Results are reported in the following form: User ID, Username, description of account from visual inspection and human evaluation of bot status.
Intersection of the three:
- 981849056380116992, lasandr61994924, very young twitter account, might be a bot, only retweets, default settings.
Detected only by random forest
- 47872600, Gerlandinho, frequent retweets only, looks like a bot
- 766167322109284352, SavingTheWest, default settings, a lot of retweets, but the frequency is acceptable, also some original tweets.
- 1028343989005692929, sandyburrell8, looks like a bot, default settings, frequently continuous tweets and retweets.
Detected only by Botometer
- 16585101, ouchinagirl, political bot, seems to be part of a botnet, only retweets
- 4784160126, Disco_Snoopy, definitely a bot, tweets every minute.
- 978333132511436800, RobertElzey6, looks like a bot, very frequent retweets.
From the comparison above, our top three models performed very well on our training and test set. However, none of the models were able to capture all the bots when applied to external data scraped from the Twitter API. Even for complex models using more than 1000 features like the Botometer, there is still some misclassification. This is likely because the Botometer is more conservative in its predictions. Our best models were the random forest and stacking models, which performed very well at bot detection despite using fewer features than the Botometer. Whilst adding NLP-related features improved the training and test accuracy significantly, the models with NLP features were less effective at identifying bots in our scraped data set. This is likely because the NLP features in our test differed systematically from that in our scraped data set.

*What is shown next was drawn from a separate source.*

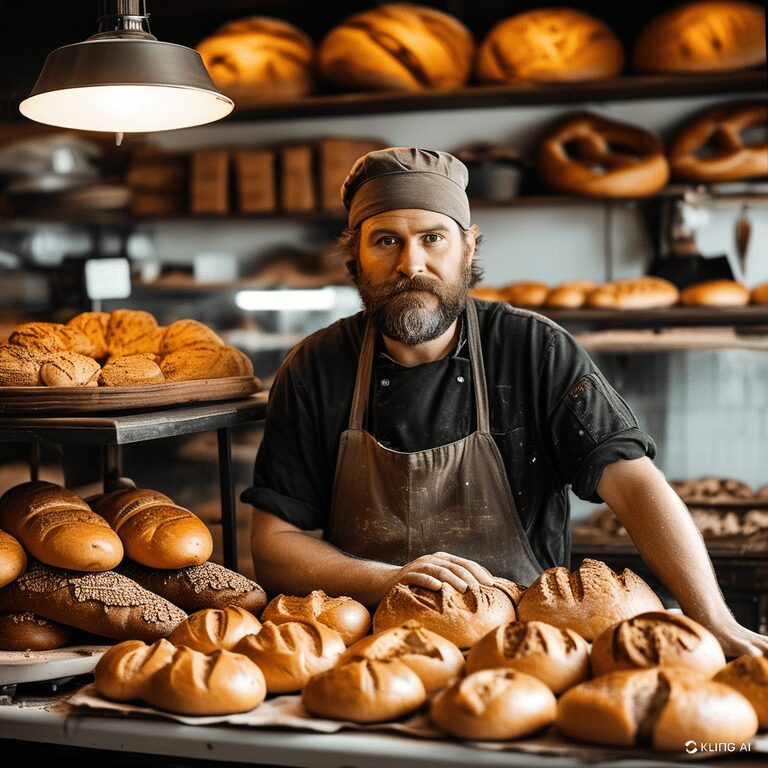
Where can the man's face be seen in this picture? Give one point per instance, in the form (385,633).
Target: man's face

In summary, bot detection is not a trivial task and it is difficult to evaluate the performance of our bot detection algorithms due to the lack of certainty about real users scraped from the Twitter API. Even humans cannot achieve perfect accuracy in bot detection. That said, the models we developed over the course of this project were able to detect bots with a high accuracy. They even had comparable performance to well-developed models from industry trained on datasets ten times the size of ours and with more than 1000 features. Adding NLP-related features to our models significantly improved their accuracy on our test set. However, we were most effective at bot detection on an unseen data set using only user-based features. With more time, we would train our NLP models on a larger diversity of bots and users to allow for stronger fingerprinting of bots versus legitimate users.
Recommendations for future improvements include:
- Network features
- Tweet timing entropy
- Train and test models on larger datasets
- Study tweet time series evolution with recurrent neural networks
- Streaming bot detection
- Develop a generative adversarial network to develop a bot capable of fooling bot detection algorithms
- Model influence of bots on trending topics
[1] Varol, O., Ferrara, E., Davis, C. A., Menczer, F., & Flammini, A. (2017). Online human-bot interactions: Detection, estimation, and characterization. arXiv preprint arXiv:1703.03107.